Selain formasi gua, kawasan ini menyuguhkan pemandangan tebing batu karst unik yang berpadu langsung dengan hamparan ladang dan saluran irigasi sawah warga setempat.

Meski mengagumi potensi alam yang ada, kedua evaluator memberikan sejumlah masukan konstruktif terkait tata kelola dan pengembangan kapasitas edukasi geosite. Masukan serta pertanyaan teknis dari tim evaluator langsung direspons dan dijelaskan secara rinci oleh pihak BP Kebudayaan Jambi.

 

Yongmun Jeon menekankan pentingnya peran geosite sebagai ruang pembelajaran publik yang inklusif.

 

"Geopark tidak hanya penting untuk geologi dan penelitian, tetapi juga penting untuk para pelajar, mahasiswa, dan masyarakat umum.
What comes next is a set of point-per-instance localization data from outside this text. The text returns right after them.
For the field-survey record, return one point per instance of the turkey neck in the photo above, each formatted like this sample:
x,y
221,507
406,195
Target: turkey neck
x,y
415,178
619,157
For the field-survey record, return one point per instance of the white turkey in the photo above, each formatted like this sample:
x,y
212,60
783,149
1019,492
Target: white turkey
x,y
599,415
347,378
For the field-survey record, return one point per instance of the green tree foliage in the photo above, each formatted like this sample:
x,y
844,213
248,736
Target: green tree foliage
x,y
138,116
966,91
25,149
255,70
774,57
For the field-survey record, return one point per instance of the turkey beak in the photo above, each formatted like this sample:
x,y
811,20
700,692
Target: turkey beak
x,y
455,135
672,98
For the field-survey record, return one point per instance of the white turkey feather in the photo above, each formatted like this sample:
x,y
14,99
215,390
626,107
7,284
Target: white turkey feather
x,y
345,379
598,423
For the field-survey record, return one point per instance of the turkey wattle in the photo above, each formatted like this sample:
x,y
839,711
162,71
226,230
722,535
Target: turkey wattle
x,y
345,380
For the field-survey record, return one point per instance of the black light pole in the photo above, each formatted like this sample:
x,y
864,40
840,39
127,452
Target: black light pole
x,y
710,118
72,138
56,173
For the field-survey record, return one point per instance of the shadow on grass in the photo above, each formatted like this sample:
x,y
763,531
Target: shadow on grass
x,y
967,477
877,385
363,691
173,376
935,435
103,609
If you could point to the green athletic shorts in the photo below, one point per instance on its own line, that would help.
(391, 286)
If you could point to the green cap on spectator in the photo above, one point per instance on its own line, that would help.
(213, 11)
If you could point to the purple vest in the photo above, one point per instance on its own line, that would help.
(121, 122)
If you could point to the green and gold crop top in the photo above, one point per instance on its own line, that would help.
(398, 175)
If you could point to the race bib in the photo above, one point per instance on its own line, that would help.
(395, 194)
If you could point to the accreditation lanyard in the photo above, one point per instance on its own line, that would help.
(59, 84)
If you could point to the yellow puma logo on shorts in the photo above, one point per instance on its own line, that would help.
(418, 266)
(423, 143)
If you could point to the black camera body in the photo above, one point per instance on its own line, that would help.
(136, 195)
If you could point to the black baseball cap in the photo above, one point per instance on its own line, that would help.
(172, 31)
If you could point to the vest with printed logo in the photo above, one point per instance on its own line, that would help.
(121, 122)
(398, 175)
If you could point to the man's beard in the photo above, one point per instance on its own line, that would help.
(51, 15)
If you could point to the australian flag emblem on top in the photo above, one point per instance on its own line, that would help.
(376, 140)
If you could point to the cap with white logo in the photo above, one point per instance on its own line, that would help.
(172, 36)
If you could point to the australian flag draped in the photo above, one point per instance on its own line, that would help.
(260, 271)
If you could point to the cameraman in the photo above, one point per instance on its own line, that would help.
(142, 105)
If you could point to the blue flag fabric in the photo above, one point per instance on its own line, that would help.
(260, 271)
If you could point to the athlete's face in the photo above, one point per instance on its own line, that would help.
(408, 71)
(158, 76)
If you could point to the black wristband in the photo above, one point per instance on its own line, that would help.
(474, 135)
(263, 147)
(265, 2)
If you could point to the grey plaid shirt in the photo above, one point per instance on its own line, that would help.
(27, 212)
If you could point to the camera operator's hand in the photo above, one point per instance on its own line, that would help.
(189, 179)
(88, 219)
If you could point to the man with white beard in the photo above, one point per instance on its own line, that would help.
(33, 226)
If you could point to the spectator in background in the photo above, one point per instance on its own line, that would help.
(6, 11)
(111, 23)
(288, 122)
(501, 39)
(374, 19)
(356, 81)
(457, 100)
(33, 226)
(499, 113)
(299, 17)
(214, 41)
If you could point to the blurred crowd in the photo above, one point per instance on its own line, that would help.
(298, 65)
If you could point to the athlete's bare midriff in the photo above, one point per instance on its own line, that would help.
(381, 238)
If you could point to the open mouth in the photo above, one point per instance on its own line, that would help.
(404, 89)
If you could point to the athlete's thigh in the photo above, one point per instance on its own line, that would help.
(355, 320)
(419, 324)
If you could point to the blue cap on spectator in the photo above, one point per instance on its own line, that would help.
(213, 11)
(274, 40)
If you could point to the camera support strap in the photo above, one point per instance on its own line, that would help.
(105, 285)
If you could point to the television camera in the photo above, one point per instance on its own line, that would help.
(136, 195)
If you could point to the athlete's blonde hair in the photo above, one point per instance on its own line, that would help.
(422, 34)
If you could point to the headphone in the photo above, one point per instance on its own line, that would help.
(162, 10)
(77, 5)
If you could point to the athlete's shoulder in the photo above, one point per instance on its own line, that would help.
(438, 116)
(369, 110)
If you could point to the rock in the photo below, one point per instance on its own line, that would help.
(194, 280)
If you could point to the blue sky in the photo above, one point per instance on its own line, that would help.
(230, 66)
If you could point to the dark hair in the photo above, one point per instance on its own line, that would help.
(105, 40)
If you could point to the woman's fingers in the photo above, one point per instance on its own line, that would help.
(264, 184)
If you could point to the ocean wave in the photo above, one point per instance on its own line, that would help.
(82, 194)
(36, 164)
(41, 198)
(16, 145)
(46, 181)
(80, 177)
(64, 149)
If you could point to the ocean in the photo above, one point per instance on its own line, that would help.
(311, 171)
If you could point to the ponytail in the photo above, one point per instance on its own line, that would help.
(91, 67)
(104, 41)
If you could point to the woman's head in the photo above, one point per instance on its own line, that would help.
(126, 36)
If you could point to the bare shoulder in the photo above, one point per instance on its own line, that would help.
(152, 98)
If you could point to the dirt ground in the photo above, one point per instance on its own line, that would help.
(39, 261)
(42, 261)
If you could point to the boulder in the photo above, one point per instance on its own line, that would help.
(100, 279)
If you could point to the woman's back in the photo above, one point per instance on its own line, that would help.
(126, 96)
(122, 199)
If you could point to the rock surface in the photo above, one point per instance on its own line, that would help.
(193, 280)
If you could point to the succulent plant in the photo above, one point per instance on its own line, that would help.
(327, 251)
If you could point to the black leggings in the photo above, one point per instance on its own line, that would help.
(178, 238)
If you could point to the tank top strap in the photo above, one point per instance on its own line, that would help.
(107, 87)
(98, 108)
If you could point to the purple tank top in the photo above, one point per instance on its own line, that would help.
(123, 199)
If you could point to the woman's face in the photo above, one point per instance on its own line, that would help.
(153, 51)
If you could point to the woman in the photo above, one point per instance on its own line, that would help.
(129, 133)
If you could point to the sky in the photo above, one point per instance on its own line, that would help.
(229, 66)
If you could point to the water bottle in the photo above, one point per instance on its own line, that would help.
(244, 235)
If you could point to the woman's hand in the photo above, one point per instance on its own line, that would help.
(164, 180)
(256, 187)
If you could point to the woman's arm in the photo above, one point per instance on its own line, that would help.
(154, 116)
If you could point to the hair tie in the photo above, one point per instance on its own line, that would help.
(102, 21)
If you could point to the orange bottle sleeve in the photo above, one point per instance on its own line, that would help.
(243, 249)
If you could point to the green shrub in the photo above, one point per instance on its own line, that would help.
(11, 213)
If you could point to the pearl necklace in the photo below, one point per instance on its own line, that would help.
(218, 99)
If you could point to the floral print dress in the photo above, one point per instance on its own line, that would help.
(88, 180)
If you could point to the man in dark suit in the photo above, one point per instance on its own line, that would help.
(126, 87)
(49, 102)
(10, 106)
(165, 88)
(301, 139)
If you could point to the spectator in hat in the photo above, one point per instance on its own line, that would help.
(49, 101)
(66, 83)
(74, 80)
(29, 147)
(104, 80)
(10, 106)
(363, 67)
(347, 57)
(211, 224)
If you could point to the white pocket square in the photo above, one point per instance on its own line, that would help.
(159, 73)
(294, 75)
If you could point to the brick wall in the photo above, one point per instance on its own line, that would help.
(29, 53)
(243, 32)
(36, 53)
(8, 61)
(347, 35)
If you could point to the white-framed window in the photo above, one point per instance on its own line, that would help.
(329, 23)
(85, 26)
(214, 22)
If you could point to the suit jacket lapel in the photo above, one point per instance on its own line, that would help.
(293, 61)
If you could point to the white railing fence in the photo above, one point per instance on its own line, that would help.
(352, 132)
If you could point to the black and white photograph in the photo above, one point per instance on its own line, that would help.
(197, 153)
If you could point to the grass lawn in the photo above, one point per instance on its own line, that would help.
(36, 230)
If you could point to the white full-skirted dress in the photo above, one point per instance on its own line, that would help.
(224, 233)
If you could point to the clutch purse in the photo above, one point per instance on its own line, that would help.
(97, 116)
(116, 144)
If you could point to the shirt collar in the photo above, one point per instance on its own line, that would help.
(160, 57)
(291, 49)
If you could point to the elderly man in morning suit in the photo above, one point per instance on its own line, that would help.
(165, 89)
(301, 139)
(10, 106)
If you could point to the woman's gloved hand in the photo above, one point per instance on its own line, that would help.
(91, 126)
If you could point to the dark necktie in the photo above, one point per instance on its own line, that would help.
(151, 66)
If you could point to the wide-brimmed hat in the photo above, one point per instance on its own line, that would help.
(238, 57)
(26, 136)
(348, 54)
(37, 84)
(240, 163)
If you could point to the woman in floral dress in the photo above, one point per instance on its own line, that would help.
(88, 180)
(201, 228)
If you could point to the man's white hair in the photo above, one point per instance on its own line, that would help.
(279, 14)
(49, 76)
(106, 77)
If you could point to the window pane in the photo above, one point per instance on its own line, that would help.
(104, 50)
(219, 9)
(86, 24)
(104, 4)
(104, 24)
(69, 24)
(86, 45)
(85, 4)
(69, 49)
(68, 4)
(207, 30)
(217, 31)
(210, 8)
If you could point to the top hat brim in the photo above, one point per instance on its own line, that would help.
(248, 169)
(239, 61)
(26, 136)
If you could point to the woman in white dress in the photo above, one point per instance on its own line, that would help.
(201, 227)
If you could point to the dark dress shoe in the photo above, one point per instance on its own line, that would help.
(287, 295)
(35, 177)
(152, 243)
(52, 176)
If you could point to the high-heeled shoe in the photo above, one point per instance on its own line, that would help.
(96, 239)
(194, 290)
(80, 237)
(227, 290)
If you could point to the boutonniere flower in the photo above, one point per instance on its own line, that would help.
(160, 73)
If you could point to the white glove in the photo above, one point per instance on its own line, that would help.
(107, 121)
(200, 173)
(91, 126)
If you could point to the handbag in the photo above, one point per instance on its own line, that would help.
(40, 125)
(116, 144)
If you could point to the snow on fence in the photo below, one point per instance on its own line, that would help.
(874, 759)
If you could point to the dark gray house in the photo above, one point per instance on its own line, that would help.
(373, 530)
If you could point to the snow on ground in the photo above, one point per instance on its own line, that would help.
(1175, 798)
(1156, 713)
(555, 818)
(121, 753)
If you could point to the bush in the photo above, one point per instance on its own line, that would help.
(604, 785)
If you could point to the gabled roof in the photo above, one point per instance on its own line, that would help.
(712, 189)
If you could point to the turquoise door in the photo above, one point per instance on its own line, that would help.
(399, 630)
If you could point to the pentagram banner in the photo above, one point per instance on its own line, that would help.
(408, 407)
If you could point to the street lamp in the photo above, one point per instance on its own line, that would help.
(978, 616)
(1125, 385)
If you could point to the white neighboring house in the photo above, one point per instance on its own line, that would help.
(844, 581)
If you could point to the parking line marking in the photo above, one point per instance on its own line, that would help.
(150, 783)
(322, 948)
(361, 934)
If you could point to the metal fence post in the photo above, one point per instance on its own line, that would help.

Sebaiknya ada papan informasi yang menceritakan bagaimana sejarah goa, proses terciptanya stalaktit dan stalakmit, serta informasi penting lainnya," ujar Yongmun Jeon di lokasi.

 

Kawasan Tiangko sendiri merupakan salah satu geosite penting dalam struktur jejaring Taman Bumi Nasional Geopark Merangin Jambi.